Dua tersangka dewasa berinisial AG dan RS disebut berperan dalam pembacokan terhadap korban.

Sementara enam pelaku anak masing-masing berinisial JR (17), JBR (16), CP (15), KTG (17), FT (15), dan IL (15).

Keenamnya diduga memiliki peran berbeda dalam aksi tersebut, mulai dari mengambil sepeda motor korban, mengajak kelompok untuk tawuran, memukul, membacok, hingga menendang korban.

Selain delapan orang tersebut, polisi mengamankan lima orang lainnya yang diduga terlibat dalam aksi tawuran di lokasi. Mereka yakni SMT (18), VN (18), KL (13), TG (15), dan MZ (16).

Dengan demikian, total 13 orang telah diamankan dalam perkara tersebut.

Polisi masih mengembangkan penyidikan untuk mengungkap keterlibatan pihak lain. Enam orang yang telah ditetapkan dalam DPO masing-masing berinisial LP, FR, AP, RG, PL, dan FB.

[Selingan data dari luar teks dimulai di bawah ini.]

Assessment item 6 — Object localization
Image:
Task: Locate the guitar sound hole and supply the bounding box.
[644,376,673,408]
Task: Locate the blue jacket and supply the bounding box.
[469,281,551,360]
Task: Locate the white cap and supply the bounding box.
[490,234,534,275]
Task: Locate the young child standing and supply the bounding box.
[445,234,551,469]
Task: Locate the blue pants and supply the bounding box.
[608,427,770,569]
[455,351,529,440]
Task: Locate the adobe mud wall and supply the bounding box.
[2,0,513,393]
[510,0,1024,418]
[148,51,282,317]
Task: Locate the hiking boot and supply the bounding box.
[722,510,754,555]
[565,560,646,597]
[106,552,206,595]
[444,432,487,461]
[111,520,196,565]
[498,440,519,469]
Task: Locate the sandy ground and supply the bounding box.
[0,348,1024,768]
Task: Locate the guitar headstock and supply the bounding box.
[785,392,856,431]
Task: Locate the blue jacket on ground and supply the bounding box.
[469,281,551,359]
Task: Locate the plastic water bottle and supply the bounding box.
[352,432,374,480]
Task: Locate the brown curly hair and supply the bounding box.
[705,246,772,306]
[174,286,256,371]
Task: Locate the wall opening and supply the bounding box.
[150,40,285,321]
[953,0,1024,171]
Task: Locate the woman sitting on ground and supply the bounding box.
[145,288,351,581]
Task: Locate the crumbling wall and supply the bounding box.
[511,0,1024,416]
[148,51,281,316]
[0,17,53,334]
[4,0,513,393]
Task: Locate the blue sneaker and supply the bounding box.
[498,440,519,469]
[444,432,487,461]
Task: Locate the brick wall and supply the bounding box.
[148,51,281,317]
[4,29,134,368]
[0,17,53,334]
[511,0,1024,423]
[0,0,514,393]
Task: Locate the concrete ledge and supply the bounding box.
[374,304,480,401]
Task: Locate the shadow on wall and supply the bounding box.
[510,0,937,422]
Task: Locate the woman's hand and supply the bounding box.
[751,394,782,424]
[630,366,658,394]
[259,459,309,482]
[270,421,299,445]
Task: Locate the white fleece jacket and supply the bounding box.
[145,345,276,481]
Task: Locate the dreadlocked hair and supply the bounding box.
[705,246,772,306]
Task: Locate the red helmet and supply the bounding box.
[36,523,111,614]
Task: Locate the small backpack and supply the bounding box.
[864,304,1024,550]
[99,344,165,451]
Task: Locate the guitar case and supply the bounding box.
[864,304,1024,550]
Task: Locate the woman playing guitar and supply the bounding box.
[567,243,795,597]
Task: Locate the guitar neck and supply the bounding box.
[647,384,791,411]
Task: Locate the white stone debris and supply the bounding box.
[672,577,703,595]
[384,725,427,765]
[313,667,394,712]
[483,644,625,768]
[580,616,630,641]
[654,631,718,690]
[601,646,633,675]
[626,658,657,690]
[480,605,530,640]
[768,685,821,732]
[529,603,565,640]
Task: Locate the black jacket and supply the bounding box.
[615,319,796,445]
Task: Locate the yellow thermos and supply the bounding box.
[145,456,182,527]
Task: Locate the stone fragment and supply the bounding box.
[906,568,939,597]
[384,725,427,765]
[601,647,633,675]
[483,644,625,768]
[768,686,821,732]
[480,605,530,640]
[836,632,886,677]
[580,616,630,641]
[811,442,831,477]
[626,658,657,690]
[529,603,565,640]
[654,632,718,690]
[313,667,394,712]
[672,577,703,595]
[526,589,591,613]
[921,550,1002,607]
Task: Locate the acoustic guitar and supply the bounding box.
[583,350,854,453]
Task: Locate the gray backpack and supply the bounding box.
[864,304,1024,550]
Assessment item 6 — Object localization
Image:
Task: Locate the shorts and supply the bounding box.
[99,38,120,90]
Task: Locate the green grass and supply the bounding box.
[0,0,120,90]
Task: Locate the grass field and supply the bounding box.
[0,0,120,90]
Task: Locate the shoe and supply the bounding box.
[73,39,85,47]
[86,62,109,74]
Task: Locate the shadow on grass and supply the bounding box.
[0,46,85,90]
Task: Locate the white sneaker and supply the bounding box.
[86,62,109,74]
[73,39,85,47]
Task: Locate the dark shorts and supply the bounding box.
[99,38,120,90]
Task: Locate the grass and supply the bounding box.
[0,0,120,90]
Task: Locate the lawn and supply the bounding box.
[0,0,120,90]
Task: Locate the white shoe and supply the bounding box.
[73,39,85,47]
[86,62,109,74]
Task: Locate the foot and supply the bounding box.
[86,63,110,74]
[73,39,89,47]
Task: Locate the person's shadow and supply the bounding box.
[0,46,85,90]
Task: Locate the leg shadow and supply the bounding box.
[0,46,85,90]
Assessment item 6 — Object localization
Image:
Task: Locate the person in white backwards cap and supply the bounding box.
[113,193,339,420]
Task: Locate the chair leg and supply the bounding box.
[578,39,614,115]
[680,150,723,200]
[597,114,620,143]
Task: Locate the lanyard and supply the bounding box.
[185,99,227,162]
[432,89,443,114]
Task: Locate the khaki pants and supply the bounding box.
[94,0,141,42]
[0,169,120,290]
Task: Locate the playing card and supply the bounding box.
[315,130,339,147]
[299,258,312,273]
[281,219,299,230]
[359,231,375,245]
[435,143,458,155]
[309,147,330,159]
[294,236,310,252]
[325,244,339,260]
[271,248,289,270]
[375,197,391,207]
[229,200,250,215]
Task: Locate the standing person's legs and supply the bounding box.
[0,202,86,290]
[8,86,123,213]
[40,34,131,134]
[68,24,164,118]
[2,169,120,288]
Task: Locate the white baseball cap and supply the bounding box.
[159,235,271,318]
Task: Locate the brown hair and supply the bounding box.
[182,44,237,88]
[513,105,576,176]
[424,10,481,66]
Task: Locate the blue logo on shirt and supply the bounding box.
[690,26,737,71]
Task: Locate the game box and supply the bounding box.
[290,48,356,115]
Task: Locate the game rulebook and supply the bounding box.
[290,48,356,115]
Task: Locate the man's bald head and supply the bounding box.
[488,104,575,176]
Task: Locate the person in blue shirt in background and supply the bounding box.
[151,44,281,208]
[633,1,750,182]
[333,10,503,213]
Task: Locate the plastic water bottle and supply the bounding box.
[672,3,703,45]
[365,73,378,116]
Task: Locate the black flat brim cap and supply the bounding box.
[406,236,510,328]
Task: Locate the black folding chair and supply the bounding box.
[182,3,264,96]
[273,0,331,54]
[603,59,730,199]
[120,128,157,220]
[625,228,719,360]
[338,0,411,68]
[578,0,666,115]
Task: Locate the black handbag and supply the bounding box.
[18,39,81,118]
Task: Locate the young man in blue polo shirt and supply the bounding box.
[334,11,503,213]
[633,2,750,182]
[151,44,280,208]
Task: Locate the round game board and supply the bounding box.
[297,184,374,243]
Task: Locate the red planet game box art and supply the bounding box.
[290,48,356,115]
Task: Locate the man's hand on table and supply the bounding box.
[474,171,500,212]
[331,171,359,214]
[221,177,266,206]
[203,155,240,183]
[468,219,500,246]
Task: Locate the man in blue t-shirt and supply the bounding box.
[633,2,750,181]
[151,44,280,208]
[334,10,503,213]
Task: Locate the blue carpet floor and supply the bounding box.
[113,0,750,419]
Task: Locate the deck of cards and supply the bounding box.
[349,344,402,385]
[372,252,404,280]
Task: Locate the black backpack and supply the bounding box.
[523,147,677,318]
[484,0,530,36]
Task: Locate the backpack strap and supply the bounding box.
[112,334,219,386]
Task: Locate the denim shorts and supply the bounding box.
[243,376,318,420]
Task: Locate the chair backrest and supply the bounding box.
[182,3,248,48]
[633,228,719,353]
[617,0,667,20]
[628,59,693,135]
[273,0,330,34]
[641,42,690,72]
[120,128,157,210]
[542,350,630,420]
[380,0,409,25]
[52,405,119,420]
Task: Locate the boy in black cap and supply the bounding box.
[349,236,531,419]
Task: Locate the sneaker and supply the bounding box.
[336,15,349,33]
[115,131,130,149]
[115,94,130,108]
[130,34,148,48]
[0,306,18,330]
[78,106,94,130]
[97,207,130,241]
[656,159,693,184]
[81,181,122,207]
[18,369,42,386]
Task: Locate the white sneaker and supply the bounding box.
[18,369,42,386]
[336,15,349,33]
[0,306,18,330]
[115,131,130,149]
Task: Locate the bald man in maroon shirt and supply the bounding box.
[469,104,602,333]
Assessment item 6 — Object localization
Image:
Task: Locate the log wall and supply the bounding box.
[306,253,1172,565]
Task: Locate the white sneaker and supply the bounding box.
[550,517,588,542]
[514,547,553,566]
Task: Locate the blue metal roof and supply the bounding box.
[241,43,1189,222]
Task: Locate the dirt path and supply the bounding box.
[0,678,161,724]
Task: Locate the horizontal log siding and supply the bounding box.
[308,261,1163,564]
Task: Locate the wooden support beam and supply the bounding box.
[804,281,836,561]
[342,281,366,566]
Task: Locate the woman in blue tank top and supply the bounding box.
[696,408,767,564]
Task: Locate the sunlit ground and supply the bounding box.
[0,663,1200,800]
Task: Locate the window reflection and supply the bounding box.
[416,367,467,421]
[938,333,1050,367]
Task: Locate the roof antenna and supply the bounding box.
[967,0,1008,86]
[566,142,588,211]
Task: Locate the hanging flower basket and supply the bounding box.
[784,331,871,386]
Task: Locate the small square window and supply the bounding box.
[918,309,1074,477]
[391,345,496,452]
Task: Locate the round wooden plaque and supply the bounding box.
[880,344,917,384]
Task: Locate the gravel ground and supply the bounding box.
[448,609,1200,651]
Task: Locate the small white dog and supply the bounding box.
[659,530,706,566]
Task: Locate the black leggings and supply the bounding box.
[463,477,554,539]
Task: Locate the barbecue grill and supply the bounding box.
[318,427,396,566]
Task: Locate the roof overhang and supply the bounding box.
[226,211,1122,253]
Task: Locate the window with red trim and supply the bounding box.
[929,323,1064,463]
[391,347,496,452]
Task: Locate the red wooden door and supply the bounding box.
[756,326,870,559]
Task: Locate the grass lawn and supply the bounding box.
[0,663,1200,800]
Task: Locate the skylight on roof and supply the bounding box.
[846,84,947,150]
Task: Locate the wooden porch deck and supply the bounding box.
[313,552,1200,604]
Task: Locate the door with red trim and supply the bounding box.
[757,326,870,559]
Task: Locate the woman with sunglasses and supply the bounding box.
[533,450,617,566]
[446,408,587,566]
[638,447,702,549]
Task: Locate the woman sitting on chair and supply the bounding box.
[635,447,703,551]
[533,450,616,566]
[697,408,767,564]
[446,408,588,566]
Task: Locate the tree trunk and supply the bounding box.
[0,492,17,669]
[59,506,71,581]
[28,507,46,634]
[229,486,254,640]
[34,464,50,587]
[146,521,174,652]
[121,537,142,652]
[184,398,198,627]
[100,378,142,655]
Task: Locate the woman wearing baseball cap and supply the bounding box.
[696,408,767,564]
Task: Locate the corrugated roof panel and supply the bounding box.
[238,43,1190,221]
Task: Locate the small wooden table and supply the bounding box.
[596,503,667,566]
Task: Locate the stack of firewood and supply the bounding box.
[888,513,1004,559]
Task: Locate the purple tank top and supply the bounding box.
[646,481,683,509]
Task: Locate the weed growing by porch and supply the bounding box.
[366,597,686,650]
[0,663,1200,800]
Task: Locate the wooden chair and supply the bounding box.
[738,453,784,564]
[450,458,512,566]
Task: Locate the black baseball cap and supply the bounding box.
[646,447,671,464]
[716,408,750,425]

Kapolresta Jambi Kombes Pol. Ananto Herlambang mengimbau para pelaku yang masih melarikan diri agar segera menyerahkan diri. Polisi memastikan proses hukum dilakukan sesuai ketentuan yang berlaku.

Polisi Sita Motor, Balok hingga Senjata Tajam

Dalam pengungkapan kasus tersebut, penyidik mengamankan sejumlah barang bukti, yakni dua unit sepeda motor Honda PCX, dua buah balok panjang, senjata tajam jenis egrek, serta jaket yang masih terdapat bercak darah korban.

Perkara ini disangkakan dengan ketentuan pidana terkait pencurian dengan kekerasan dan/atau penyerangan, perkelahian secara berkelompok, serta kekerasan terhadap anak yang mengakibatkan kematian.

Para tersangka terancam hukuman maksimal 15 tahun penjara sesuai pasal yang diterapkan penyidik.